Writing for ZDNet, Ken Hess reports in from the home office in Crazytown, USA.
“Where’s Apple’s ‘Chromebook’? The need for a cheap Apple product” (tip o’ the antlers to Chris Breen).
If you own any Apple devices, it’s likely that you didn’t buy them at a significant discount or at a cost savings. It’s obvious from Apple’s earliest days that its founders didn’t care much for the low cost market, but I think that’s about to change and the humble Chromebook is the breaking point product.
It wasn’t NetPCs, it wasn’t netbooks, it wasn’t ultrabooks, but it’s totally going to be Chromebooks. This time for sure.

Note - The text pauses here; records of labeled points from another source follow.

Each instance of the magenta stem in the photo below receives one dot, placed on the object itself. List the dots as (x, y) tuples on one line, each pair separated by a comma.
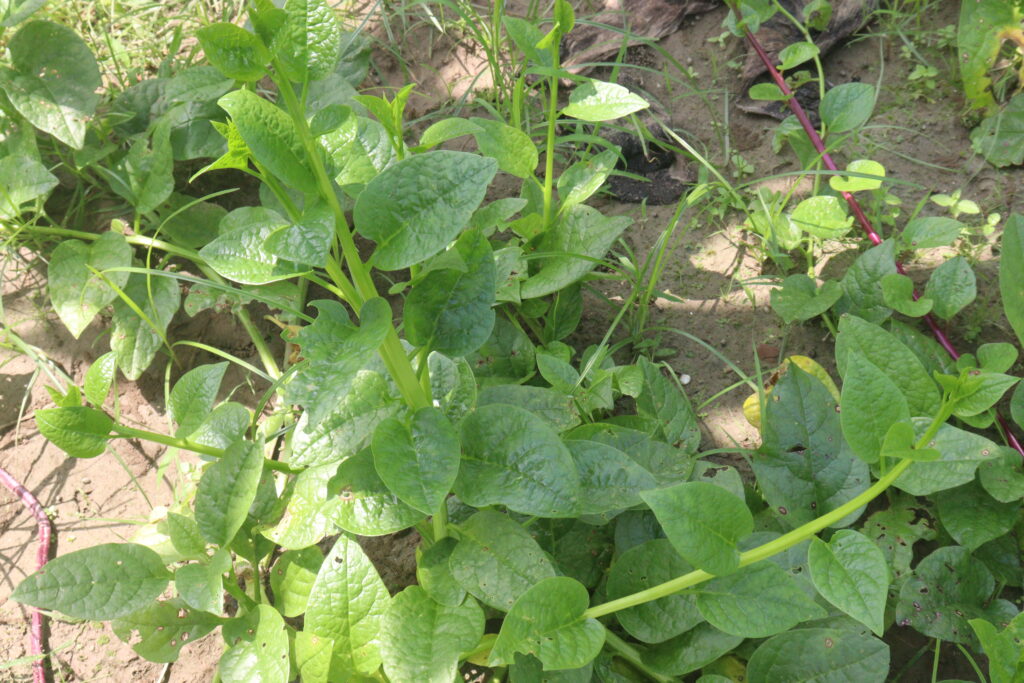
[(42, 556), (819, 145)]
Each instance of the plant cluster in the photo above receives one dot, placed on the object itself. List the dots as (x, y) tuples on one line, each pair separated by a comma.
[(570, 527)]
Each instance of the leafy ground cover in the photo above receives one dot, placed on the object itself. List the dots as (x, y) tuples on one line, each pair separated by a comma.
[(468, 352)]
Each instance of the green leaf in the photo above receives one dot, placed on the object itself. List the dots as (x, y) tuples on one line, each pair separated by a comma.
[(547, 622), (79, 431), (347, 604), (416, 207), (451, 310), (598, 100), (365, 505), (259, 653), (497, 560), (159, 632), (513, 458), (271, 137), (870, 403), (236, 52), (972, 517), (862, 284), (335, 350), (512, 148), (704, 522), (577, 242), (828, 655), (848, 107), (225, 492), (97, 584), (292, 579), (897, 292), (194, 395), (77, 293), (238, 252), (23, 179), (422, 640), (1012, 275), (418, 461), (756, 602), (946, 590), (803, 470), (54, 80), (133, 339), (307, 45), (951, 287), (644, 566), (850, 572)]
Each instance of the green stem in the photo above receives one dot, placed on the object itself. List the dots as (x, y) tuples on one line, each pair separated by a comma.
[(628, 652), (124, 431)]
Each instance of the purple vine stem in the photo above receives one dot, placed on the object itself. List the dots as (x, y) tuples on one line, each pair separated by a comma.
[(42, 555), (819, 145)]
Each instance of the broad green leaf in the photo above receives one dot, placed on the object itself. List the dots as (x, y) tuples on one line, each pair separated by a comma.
[(547, 622), (308, 44), (78, 294), (1012, 275), (804, 471), (512, 148), (422, 640), (951, 287), (946, 590), (225, 492), (271, 137), (800, 299), (850, 572), (962, 453), (200, 584), (97, 584), (870, 403), (827, 655), (692, 650), (862, 284), (598, 100), (335, 351), (756, 602), (418, 460), (80, 431), (259, 652), (236, 52), (292, 579), (644, 566), (897, 292), (194, 395), (609, 480), (238, 252), (347, 604), (451, 310), (416, 207), (704, 522), (347, 429), (889, 355), (23, 179), (54, 80), (513, 458), (133, 340), (364, 504), (972, 517), (573, 246), (847, 107), (497, 560), (869, 175), (160, 631)]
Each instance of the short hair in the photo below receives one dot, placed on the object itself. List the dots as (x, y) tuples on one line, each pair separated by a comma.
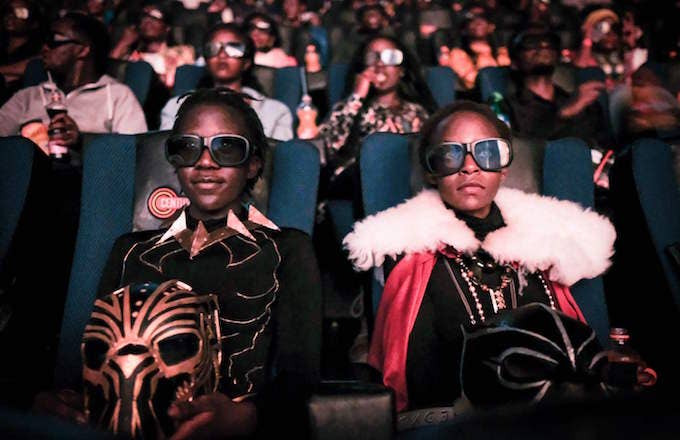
[(236, 105), (462, 106), (249, 54), (93, 33), (273, 27)]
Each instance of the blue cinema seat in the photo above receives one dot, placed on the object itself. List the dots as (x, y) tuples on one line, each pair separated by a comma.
[(115, 198), (281, 84), (657, 189), (137, 75), (187, 78), (568, 175), (389, 157), (440, 80)]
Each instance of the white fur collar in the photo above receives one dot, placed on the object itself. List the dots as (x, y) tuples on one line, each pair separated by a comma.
[(542, 233)]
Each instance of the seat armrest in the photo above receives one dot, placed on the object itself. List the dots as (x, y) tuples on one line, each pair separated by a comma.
[(351, 409)]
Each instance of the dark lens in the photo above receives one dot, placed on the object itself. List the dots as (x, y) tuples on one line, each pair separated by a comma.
[(235, 50), (445, 159), (492, 154), (371, 58), (211, 49), (178, 348), (183, 151), (229, 150), (94, 353)]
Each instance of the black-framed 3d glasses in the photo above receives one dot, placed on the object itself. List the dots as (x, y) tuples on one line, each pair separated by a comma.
[(260, 26), (492, 154), (227, 150), (231, 49), (389, 57), (56, 40), (535, 42)]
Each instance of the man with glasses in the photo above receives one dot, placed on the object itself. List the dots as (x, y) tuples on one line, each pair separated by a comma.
[(229, 56), (75, 56), (541, 109), (148, 41), (265, 34)]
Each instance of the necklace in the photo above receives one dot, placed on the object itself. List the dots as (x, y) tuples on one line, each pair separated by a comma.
[(496, 295), (474, 282)]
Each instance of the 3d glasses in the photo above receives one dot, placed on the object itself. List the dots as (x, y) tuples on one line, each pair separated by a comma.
[(55, 40), (260, 25), (602, 28), (227, 150), (447, 158), (389, 57), (231, 49)]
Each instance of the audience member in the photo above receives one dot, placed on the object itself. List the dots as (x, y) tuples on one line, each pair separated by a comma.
[(148, 41), (75, 55), (369, 21), (265, 34), (229, 59), (601, 46), (463, 251)]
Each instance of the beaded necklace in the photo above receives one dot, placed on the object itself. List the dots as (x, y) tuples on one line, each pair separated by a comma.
[(496, 293)]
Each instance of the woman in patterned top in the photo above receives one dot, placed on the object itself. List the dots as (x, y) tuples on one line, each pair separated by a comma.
[(386, 93)]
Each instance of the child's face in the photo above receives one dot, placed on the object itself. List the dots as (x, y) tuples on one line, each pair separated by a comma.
[(214, 190)]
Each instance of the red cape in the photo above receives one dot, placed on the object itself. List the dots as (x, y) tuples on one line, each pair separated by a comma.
[(399, 306)]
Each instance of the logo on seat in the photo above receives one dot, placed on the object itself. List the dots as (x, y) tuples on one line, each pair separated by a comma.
[(163, 202)]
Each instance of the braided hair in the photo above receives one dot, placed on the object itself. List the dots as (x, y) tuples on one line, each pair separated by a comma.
[(235, 105)]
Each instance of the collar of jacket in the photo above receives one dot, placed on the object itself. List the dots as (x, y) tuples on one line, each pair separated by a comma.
[(541, 233)]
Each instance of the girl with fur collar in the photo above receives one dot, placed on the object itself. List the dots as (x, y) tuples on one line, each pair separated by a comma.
[(467, 250)]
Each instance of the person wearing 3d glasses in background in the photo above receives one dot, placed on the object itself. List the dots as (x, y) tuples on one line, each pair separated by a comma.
[(75, 55), (463, 251), (386, 94), (265, 34), (602, 46), (229, 53), (148, 41), (265, 278)]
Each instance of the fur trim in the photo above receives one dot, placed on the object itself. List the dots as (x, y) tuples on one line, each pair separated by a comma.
[(542, 233)]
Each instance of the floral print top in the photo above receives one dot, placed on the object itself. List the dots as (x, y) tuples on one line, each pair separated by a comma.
[(408, 118)]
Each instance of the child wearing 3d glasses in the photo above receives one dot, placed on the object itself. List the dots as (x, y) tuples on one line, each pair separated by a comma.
[(465, 250)]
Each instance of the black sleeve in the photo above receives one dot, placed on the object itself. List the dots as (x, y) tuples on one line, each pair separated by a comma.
[(281, 407), (111, 275), (298, 331)]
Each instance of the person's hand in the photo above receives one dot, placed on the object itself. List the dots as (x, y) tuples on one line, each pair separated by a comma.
[(427, 29), (65, 404), (217, 6), (589, 91), (587, 94), (65, 130), (213, 416), (363, 81), (461, 62)]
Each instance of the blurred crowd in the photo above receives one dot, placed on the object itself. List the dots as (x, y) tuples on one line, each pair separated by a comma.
[(607, 72)]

If you compare a $1,300* Macbook Air (Air) to a $200-$300 Chromebook, there’s not much to say just based on price alone.
Oh, say, Ken, what’s the footnote?
*The price when I first looked at the ‘Air’.
To the Macalope’s knowledge, the entry price of the Air has never been $1,300. The 13-inch Air worked down to $1,500 in 2009 and then the 11-inch was introduced at $1,000 in 2010.
You can now buy an 11-inch Macbook Air for $899 and a 13-inch for $999. Is a $600 to $700 difference enough money to sway Apple fans to Chromebooks? Unlikely.
Don’t get the Macalope started on those guys. What with their concerns about design and build quality and ease of use and the fact that Chromebooks are underpowered and have little internal storage and really don’t compare in any way to a MacBook Air. Pff.
But is it enough of a difference to sway new buyers away from the Air? Yes, I think it is.
The Netbooks Argument, 2014 Edition.
And now that users can find apps and web-enabled applications to rival their installable counterparts, I’m not sure that there’s enough of a feature difference to justify the extra cost of an Air, even at the discounted price.
Say, how does Minecraft run on a Chromebook? Or any game from Steam? Oh, that’s right. Not at all.
But enough of the complaints about Apple’s overpriced products.
The heaviest of sighs. All of the sighs. Tom Sighsmore.
Apple products are not “overpriced.” They’re actually better. So they’re priced accordingly. A plastic Chromebook with 2GB of RAM and 16GB of storage ( actual Chromebook, actual specs) is $239 because it is nowhere near as good as a $899 aluminum unibody MacBook Air with 4GB of RAM and 128GB of storage. In any way.
Now, maybe a Chromebook is “good enough” for certain use cases. Yay! Good for you! Your expectations are sufficiently low that you don’t have to spend the extra $660. Maybe, for example, you don’t care about the MacBook Air’s ridiculously high resale value and that you could probably get $660 for it after two years of use. Maybe you’re just going to throw the Chromebook in the trash after two years. Maybe you like throwing laptops in the trash. Maybe that’s your thing. Your signature move. You throw a laptop in the trash and it explodes behind you as you walk away in slow motion. It’s odd but distinctive. If so, the Chromebook is for you. Godspeed!
But to say that Apple’s products are overpriced? No.
Meet the Apple Slice: The enhanced iOS notebook computer.
So, long story short, it’s an iPad Air with a keyboard. Which you can get today for $600. But Hess wants it for $400 because Apple’s going out of business unless it acts now or something. Despite the fact that “Macs have gained PC market share in 32 of the last 33 quarters.”
Sure. Apple will get right on that, Ken.